The Pixies(ザ・ピクシーズ)、約3年振り通算7作目のスタジオ・アルバム
1986年に米ボストンで結成されて以来、USグランジ/オルタナ・ムーブメントを牽引してきた彼ら。狂気を孕んだ歌詞と、ディストーションや轟音ギターを響かせながらも奇妙なまでにポップなサウンドで、多くの熱狂的ファンを獲得した彼らは、カート・コバーン(ニルヴァーナ)をはじめトム・ヨーク(レディオヘッド)、パールジャムなど様々なアーティストにも影響を与えていった。5作のアルバムをリリース後、バンドは1993年に一旦解散するが、2004年4月に再結成。2014年に23年ぶりとなったアルバムを完成させたが、オリジナル・メンバーのキム・ディール(ベース)がバンドから離脱。新メンバーとしてパズ・レンチャンティン(A Perfect Circle、Zwan等)がバンドにツアー・メンバーとして参加、2016年には正式メンバーとして迎えられた。
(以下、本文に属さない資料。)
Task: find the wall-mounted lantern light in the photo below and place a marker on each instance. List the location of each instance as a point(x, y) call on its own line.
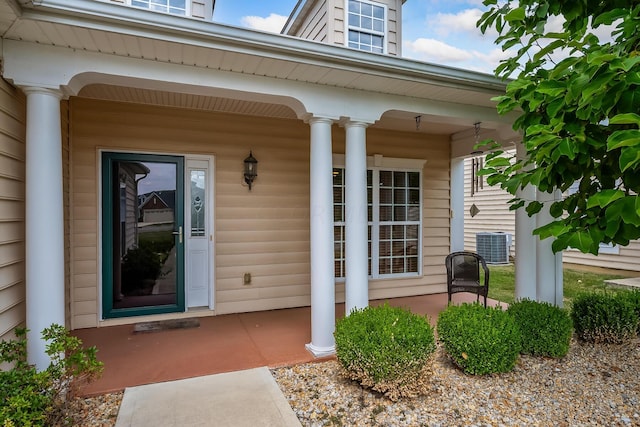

待望のニュー・アルバムとなる『BENEATH THE EYRIE(ビニース・ジ・エリー)』。プロデュースを手掛けるのは、ロイヤル・ブラッドなどとの仕事で知られるトム・ダルゲティ。ちなみに彼は前作『HEAD CARRIER』のプロデュースも手掛けている。昨年新作の為のソングライティングを行っていた彼らは、12月からニューヨーク州ウッドストック近郊にあるドリームランド・レコーディング・スタジオでレコーディングをスタートさせた。元々は1896年に教会として建てられたというこの建物の傍の木には鷹の巣(=エリー)があり、それがこのアルバムのタイトルの由来になったそう。
直感的で映像的、そして異世界的でもありながら、どこか懐かしく、またどこか不穏な空気を漂わせるピクシーズのサウンドは新作でも健在。『BENEATH THE EYRIE』には、魔女やダニエル・ブーン、はみだし者の物語が、彼らならではの不思議で不気味なサウンドスケープに違和感もなく溶け込んでいる。そのアルバムから先行トラックとしてリリースされているのは、2曲目の「On Graveyard Hill」。フランク・ブラックとパズ・レンチャンティンによるこの曲は、不穏に満ちたイントロからキャッチーな展開に至るまでピクシーズらしいナンバーに仕上がっている。
またバンドはアルバムの制作過程をドキュメントにし、12のエピソードにしたポッドキャストを配信することが予定されている。ポッドキャスト配信は6月27日よりスタートし、以降、9月のアルバムリリースまで定期的に毎週アップしていく予定だ。アルバムのレコーディング過程に密着したこのポッドキャストは、これまで彼らがほとんど見せることが無かったアルバムの制作過程に深く入り込んだ貴重なドキュメンタリーになっており、各曲がどのように進化、完成していくのかを知ることが出来る。